La flippante sonnette connectée d’Amazon
Au rayon des produits de marques reconnues jugés “très flippants”, on peut citer Ring, la “sonnette connectée” d’Amazon. “Avec Ring Video Doorbell 3, voyez et entendez toute personne se trouvant sur le pas de votre porte, et parlez-lui où que vous soyez. Recevez des notifications instantanées lorsqu’un visiteur appuie sur le bouton de votre sonnette ou déclenche les détecteurs de mouvements”, vante le célèbre site de e-commerce. Privacy Not Included rappelle pour sa part que, même si des efforts ont été faits ces derniers mois pour corriger certaines défaillances (notamment l’abandon de la reconnaissance faciale soupçonnée de biais racistes), Ring suscite encore des inquiétudes, notamment par sa relation aux forces de l’ordre outre-Atlantique. “Ring donne aux autorités un accès aux vidéos capturées via sa caméra à travers son Neighbors Public Safety Service (NPSS)”, soit le service de sécurité publique entre voisins, rappelle Privacy Not Included.
Début octobre, le reportage ci-dessous de Bloomberg évoquait ainsi “comment Ring d’Amazon a contribué un réseau de surveillance policière” :
Début novembre, le maire de Jackson, une ville du Mississippi, demandait même à ses concitoyens de connecter leurs “sonnettes intelligentes” à un centre de surveillance en temps réel afin de lutter contre le crime. Selon la BBC, “le maire a annoncé que les flux vidéo ne seraient observés que si un crime était commis dans la zone”, provoquant une levée de bouclier d’associations pour le respect de la vie privée. Amazon avait alors précisé qu’il n’était pas partenaire d’une telle initiative. Après un été marqué par une défiance extrême à l’égard des forces de l’ordre suite à la mort de George Floyd tué par un policier, Amazon se retrouve dans une position d’équilibriste, partagé entre ses liens réels avec la police et son image progressiste pro mouvement Black Lives Matter.

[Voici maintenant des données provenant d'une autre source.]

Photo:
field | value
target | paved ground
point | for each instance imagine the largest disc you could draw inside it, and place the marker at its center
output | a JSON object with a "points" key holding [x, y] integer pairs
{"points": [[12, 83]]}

Facebook, cet “usual suspect”
Outre la sonnette-caméra d’Amazon, Privacy Not Included n’est pas tendre avec un produit plus que d’actualité en cette année de distanciation sociale généralisée : la gamme de produits Portal, par Facebook, utilisés pour des conversations vidéos grâce à “une caméra utilisant l’intelligence artificielle pour suivre à la trace vos moindres mouvements, avec un microphone basée sur la technologie Alexa [l’assitant vocal d’Amazon] écoutant en permanence ce qui est dit dans votre maison”. Rassurant ! Et Facebook ne lésine pas sur la promotion en cette période de fin d’année, en adaptant à divers marchés sa communication. En France, Eric Judor et Ramzy Bedia “incarnent” la marque dans une série de spots décalés :
Même si Privacy Not Included salue le fait que les appels via Portal sont chiffrés (une manière sécurisée de communiquer empêchant théoriquement les écoutes par un tiers), le site rappelle le passif peu glorieux de Facebook en matière de respect de la vie privée. “Facebook déclare qu’aucune parole prononcée dans un appel via Portal ne peut être utilisée pour de la publicité ciblée, mais les données sur vos usages de Portel -votre fréquence d’appels, les applications utilisées, etc.- peuvent être utilisées pour des publicités ciblées sur Facebook”, précise le site.
Incitation dès le berceau
Au-delà des caractéristiques concernant tel ou tel produit, l’initiative Privacy Not Included a le mérite de rappeler à quel point “l’Internet des objets” rime avec “menaces sur la vie privée”. Une mission loin d’être inutile en cette période de fêtes qui voient même les plus petits, dès l’âge de 9 mois, être conditionnés à accepter la présence d’assistants vocaux dans leur foyer, à l’image de ce produit Fisher Price croisé en magasin par un internaute :
Certes, ce “Premier Assistant Vocal” est un jouet d’éveil fonctionnant sans connexion à Internet. Mais ce “moyen amusant d’occuper les petits moulins à paroles en leur offrant des activités interactives passionnantes”, comme le vante son fabricant, n’en reste pas moins une incitation précoce à l’usage de technologie intrusive, désormais normalisée dès le plus jeune âge.